A senior administration official who requested anonymity to speak candidly acknowledged that while research might point to obviously wasteful practices, the reform would for the time being not get at the "harder question" of what to do "if new technology does work better and reduces risks but costs a lot more, and how to evaluate that."
The other half of the "saying no" challenge, reformers agree, is giving providers the right incentives and structures to deliver high-quality care as affordably as possible. The goal is to spread the "accountable care" models featured by the Mayo Clinic and others, where a network of providers works closely together to coordinate a patient's care, increasing the odds of keeping them healthy and decreasing unnecessary procedures.
Massachusetts, which has achieved near-universal health coverage but is struggling with high costs, is considering major changes in this direction. A legislative commission is about to release a report recommending that the state goad providers into joining networks that would receive payments for each enrollee, rather than for each procedure delivered.
Proponents say it would differ from the "capitation" approach -- fixed payments for each member -- used by the HMOs in the past because there would be more focus on performance and long-term value than on simply keeping costs down.
Skeptics say such a system would force the state's many solo practitioners or small groups of physicians into big networks and would renew complaints from the HMO era about limiting patients' choice. In Massachusetts, for instance, most parents with a sick child would demand access to Children's Hospital; and most cancer patients would want to go to the Dana-Farber Cancer Institute, no matter what network those were in.

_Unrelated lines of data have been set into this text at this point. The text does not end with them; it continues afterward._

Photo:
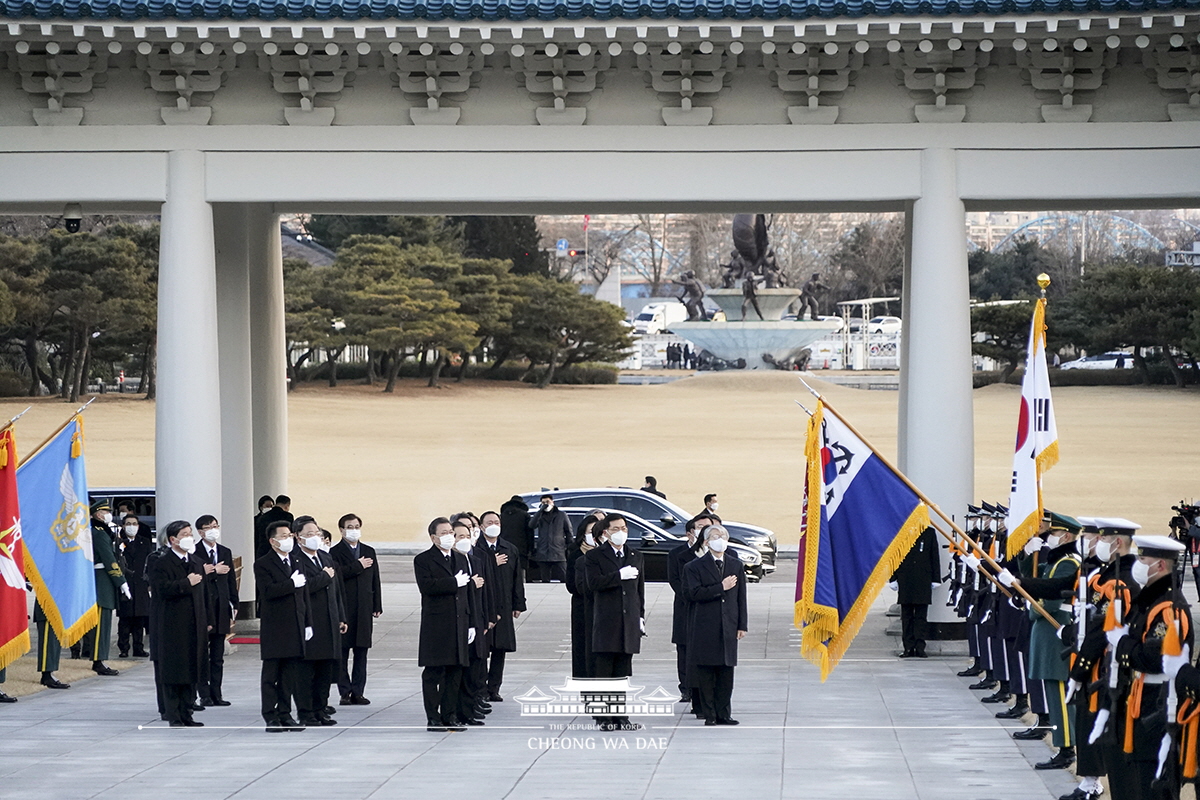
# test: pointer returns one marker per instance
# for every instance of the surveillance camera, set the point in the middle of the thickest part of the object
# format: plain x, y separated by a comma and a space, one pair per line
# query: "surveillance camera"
72, 216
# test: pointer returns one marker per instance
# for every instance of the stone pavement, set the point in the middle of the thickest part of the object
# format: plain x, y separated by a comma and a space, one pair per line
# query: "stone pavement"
879, 728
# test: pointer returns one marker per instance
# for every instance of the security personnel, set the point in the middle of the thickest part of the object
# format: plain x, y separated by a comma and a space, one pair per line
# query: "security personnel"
1048, 654
1138, 717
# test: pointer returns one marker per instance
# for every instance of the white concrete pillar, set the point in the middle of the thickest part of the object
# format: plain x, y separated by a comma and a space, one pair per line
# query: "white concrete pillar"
187, 414
268, 342
937, 429
237, 432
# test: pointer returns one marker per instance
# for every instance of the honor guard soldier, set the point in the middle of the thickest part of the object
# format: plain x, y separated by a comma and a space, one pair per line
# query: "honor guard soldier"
1137, 721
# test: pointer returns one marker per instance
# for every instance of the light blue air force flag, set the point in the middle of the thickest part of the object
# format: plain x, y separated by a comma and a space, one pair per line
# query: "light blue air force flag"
57, 525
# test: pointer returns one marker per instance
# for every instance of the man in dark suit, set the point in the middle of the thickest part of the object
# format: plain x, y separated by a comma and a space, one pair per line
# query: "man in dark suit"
508, 590
221, 600
677, 560
613, 576
445, 632
280, 512
318, 669
286, 625
180, 623
717, 590
359, 573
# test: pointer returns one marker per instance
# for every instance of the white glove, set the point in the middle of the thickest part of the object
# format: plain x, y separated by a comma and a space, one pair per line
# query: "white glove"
1116, 635
1171, 665
1102, 719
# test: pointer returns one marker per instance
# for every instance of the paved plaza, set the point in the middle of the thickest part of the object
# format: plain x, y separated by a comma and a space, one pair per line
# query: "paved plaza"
879, 728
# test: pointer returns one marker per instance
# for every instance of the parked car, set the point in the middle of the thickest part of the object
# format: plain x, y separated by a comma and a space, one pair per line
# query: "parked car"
664, 513
1101, 361
885, 325
655, 543
141, 500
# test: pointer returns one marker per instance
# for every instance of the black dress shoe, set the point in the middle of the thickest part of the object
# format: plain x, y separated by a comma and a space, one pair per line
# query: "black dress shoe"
1063, 759
1014, 713
1031, 734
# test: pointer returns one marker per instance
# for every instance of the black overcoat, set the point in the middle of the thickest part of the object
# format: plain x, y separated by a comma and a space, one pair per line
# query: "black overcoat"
282, 608
444, 613
363, 593
717, 614
327, 608
617, 606
180, 624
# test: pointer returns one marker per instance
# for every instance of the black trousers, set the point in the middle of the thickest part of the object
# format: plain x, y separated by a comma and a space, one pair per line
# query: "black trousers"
279, 686
131, 627
352, 683
913, 626
177, 702
211, 668
313, 679
496, 671
439, 689
715, 685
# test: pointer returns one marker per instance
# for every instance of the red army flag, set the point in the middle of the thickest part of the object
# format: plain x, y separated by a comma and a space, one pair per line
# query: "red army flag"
13, 614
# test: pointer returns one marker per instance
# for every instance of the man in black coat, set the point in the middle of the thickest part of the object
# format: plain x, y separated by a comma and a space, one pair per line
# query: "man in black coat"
133, 613
915, 581
221, 600
318, 669
445, 632
552, 536
286, 625
359, 572
280, 512
180, 623
717, 591
508, 591
613, 576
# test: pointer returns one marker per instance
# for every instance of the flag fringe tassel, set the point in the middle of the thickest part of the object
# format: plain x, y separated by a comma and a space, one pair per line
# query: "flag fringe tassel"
67, 636
825, 641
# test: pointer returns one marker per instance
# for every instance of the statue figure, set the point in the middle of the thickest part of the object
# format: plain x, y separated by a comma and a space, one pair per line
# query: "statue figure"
809, 296
693, 295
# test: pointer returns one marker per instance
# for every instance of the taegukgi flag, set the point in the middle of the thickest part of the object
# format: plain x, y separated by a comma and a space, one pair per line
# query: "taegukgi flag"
861, 519
1037, 439
13, 614
53, 488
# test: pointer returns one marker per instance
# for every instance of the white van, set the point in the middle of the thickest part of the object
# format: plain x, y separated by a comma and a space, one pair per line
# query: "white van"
658, 317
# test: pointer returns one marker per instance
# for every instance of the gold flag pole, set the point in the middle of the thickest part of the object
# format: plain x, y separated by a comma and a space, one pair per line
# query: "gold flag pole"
983, 554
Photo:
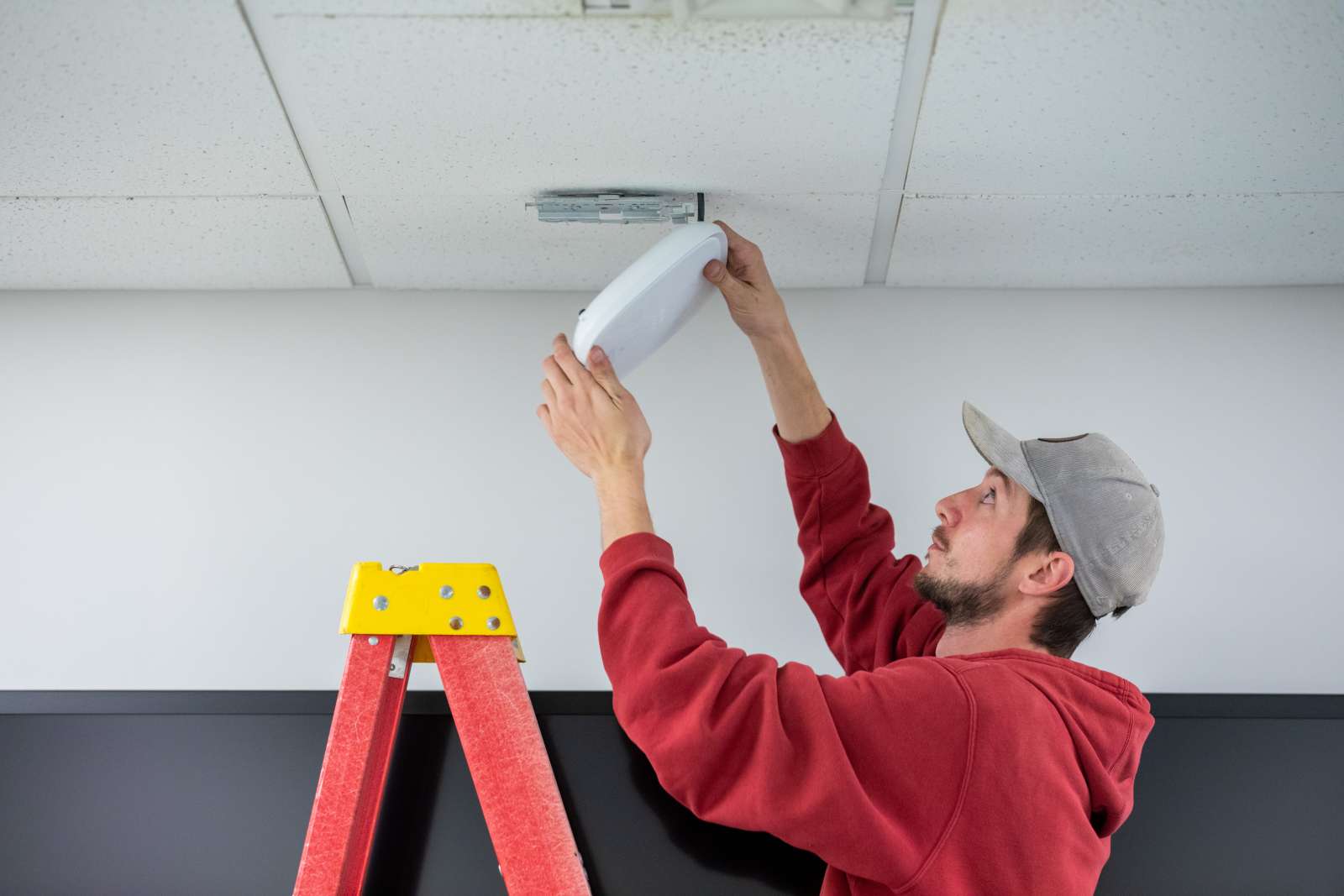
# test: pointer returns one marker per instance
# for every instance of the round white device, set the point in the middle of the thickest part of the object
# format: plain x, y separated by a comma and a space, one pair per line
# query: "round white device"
652, 298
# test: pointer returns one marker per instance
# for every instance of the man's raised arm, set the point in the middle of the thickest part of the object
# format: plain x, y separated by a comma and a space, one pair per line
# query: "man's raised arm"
850, 577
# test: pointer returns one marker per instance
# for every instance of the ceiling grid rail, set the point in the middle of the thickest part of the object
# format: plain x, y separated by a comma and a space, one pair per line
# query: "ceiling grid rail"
914, 73
306, 139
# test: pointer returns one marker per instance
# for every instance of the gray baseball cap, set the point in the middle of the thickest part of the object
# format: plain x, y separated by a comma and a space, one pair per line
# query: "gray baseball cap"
1104, 510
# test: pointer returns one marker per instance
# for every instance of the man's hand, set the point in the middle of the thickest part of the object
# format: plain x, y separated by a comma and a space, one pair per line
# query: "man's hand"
591, 417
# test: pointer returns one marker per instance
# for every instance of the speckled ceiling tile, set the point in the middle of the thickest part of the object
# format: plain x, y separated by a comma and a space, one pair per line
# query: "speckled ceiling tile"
1120, 241
167, 244
134, 97
418, 105
1117, 97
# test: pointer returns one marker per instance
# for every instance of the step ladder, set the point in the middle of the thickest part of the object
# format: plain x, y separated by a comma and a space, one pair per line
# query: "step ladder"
454, 616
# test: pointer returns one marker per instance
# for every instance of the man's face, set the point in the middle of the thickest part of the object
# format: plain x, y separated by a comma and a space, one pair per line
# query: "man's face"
972, 579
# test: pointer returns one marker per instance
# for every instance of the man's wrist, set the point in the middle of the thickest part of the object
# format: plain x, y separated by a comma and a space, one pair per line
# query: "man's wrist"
622, 503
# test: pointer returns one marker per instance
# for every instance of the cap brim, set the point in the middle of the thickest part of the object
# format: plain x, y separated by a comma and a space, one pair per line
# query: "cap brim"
999, 448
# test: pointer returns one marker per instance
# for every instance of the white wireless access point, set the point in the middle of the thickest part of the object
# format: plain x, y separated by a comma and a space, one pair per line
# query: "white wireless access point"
652, 298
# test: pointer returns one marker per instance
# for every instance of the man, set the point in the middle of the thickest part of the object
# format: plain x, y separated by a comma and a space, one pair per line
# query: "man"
963, 752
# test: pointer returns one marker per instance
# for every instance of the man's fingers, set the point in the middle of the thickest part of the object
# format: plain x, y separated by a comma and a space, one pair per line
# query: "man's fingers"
602, 372
569, 362
555, 374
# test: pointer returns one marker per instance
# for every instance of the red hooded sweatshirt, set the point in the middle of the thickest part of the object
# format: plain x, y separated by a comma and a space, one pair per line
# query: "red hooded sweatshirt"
988, 773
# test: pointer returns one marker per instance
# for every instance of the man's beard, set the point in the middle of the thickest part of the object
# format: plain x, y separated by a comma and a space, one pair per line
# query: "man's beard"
964, 602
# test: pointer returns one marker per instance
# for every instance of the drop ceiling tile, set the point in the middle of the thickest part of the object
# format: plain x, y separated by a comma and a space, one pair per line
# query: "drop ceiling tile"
168, 244
1120, 241
495, 242
129, 97
410, 105
1112, 97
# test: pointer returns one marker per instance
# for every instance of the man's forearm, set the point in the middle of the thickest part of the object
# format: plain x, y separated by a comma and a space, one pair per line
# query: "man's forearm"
799, 409
624, 506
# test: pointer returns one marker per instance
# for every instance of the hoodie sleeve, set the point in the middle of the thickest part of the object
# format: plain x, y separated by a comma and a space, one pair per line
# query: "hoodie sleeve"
859, 593
864, 770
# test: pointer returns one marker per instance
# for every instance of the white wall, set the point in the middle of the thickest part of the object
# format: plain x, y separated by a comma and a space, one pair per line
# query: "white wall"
186, 479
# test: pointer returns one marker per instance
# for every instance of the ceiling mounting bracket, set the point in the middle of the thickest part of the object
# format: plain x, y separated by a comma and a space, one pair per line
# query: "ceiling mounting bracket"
618, 208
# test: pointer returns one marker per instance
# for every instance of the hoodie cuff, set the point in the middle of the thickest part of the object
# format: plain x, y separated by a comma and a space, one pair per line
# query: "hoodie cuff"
633, 547
817, 456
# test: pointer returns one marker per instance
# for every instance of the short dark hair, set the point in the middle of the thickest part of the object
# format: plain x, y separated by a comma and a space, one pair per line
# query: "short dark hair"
1066, 621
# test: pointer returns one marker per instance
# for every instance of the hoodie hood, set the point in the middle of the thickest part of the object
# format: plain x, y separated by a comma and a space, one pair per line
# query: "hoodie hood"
1106, 716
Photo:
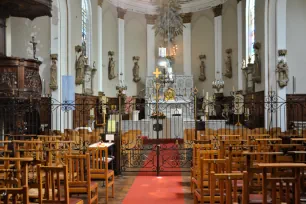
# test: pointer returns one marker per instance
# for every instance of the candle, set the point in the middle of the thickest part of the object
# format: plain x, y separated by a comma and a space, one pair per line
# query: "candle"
43, 87
92, 113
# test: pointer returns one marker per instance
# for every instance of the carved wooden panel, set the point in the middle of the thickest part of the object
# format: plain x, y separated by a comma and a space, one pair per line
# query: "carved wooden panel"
296, 108
2, 36
83, 104
255, 103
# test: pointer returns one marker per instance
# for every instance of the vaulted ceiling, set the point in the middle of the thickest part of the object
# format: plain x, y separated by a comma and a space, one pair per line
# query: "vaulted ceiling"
149, 6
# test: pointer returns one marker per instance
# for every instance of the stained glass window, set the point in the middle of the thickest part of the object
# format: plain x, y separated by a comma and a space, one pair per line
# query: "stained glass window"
85, 25
250, 28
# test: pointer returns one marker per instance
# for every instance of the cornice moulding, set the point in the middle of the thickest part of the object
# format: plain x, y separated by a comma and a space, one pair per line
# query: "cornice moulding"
146, 7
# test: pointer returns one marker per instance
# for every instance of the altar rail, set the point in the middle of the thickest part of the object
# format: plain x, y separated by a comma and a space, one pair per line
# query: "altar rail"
49, 116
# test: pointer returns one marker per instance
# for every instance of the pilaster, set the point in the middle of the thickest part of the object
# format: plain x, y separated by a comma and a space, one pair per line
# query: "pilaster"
187, 42
150, 44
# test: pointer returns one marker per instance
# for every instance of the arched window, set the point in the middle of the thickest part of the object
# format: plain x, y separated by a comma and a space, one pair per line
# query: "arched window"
250, 29
86, 28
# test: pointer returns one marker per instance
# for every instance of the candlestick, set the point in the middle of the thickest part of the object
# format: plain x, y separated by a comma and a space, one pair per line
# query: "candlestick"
92, 113
43, 87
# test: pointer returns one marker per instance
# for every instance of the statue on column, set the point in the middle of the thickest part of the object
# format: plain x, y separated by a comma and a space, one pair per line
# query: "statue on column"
228, 64
53, 73
80, 65
111, 66
256, 76
136, 77
282, 69
202, 76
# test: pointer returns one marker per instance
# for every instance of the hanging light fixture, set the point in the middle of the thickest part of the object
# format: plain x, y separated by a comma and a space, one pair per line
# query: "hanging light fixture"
218, 84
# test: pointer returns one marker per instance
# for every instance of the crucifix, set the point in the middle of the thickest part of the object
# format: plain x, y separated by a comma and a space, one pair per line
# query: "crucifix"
157, 73
34, 47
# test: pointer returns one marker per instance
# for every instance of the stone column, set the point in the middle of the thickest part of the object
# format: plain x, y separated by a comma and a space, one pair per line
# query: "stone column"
187, 43
218, 41
150, 44
239, 37
121, 12
100, 46
281, 46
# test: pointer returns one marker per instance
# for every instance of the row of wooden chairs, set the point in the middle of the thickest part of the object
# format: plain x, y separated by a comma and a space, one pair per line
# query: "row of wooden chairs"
228, 170
49, 151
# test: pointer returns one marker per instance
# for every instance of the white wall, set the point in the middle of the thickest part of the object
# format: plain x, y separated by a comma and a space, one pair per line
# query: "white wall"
260, 37
135, 45
110, 43
22, 31
202, 42
296, 43
229, 40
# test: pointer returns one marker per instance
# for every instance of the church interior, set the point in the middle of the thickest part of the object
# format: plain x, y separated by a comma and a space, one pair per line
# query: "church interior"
152, 101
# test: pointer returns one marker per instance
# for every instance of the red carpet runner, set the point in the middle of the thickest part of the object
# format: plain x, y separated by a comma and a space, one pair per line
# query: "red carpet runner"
150, 189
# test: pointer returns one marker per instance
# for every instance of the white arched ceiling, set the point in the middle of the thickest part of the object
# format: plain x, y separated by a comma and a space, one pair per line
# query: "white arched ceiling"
149, 6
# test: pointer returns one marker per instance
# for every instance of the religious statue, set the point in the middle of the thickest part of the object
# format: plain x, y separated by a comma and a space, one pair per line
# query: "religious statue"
256, 76
53, 73
202, 76
111, 66
228, 64
136, 77
282, 69
169, 94
80, 63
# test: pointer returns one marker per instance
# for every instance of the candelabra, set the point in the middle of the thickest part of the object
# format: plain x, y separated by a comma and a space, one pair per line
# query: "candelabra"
238, 105
208, 106
218, 84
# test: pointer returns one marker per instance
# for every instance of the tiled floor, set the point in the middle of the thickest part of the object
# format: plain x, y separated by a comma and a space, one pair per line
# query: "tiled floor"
123, 184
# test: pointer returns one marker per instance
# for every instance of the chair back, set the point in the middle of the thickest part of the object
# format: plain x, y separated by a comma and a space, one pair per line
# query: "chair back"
14, 195
78, 178
49, 190
99, 161
228, 189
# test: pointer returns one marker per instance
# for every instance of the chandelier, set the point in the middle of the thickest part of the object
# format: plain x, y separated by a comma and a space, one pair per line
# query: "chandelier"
218, 84
169, 23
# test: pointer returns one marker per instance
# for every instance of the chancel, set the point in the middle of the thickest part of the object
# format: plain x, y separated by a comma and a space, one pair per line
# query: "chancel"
152, 101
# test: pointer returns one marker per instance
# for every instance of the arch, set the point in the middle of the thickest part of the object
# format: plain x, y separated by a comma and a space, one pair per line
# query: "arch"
87, 28
250, 28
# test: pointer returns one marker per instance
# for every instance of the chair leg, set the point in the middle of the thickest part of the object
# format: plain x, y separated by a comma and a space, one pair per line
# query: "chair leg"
195, 199
113, 187
106, 190
97, 200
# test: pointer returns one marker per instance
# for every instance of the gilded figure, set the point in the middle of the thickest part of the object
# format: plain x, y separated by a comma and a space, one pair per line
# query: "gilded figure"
202, 76
53, 72
228, 64
111, 66
136, 77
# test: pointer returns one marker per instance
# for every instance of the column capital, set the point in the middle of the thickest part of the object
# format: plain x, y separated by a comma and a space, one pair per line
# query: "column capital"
150, 19
121, 12
100, 2
218, 10
186, 17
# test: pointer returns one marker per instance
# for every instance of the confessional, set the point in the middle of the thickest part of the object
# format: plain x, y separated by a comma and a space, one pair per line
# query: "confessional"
20, 82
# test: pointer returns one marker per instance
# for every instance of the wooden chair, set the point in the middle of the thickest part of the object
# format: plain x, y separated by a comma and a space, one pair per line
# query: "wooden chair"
131, 140
78, 182
14, 195
195, 161
50, 189
99, 168
228, 190
202, 192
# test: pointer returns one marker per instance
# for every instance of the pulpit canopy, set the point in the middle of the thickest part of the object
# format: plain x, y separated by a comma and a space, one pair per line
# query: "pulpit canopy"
30, 9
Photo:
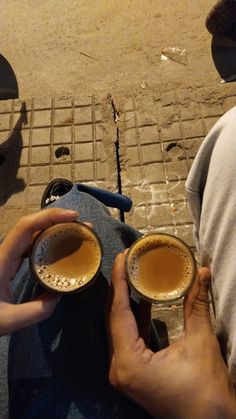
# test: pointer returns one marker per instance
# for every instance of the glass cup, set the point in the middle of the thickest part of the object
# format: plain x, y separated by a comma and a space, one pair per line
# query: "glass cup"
66, 257
160, 268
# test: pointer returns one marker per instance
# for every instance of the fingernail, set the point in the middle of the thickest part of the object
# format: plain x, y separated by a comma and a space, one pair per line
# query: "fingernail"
72, 212
118, 257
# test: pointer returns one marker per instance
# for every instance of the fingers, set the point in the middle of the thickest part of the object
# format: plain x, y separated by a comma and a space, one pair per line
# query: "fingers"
16, 317
19, 238
196, 306
124, 331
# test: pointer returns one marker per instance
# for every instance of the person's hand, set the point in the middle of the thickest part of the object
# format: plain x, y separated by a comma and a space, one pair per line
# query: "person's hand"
187, 380
12, 251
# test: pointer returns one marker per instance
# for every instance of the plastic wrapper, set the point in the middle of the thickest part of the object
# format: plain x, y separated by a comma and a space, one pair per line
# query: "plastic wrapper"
179, 55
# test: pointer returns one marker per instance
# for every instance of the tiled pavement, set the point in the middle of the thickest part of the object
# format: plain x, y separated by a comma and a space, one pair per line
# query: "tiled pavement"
156, 137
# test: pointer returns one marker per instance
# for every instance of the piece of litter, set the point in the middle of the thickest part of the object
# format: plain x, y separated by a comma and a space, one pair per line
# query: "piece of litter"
179, 55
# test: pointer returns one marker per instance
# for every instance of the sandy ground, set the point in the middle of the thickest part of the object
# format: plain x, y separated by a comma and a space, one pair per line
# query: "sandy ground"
45, 41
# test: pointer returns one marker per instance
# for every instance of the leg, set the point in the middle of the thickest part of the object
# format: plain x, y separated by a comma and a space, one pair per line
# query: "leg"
211, 192
59, 367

The plans being considered in Washington do not go nearly as far in seeking to change providers' spending habits. They contemplate changing some Medicare payments from fee for service to a "bundling" system in which providers would be paid for an entire episode of care, giving them an incentive to reduce repeat hospital admissions. Another idea is to empower the Medicare advisory panel whose recommendations now tend to be ignored by Congress, or to create a separate, Federal Reserve-like entity to make tough decisions about federal health-care spending.
John C. Goodman, president of the conservative-leaning National Center for Policy Analysis, questions this approach, citing new research by his group that shows that areas with high Medicare spending do not correlate with high medical spending overall, suggesting that fixing excesses in Medicare will not necessarily translate to the broader system.
Henry J. Aaron of the Brookings Institution, who co-wrote a 2006 book called "Can We Say No?" said that real cost reform would mean giving all physicians incentives to leave behind the fee-for-service model for accountable care networks. The transition will take a long time, he said, and at first, people could still sign up for fee-for-service plans. But they would see their neighbors getting good care at a much lower price and hopefully switch over themselves.
"We're just not going to be able to all have everything . . . regardless of cost," Aaron said.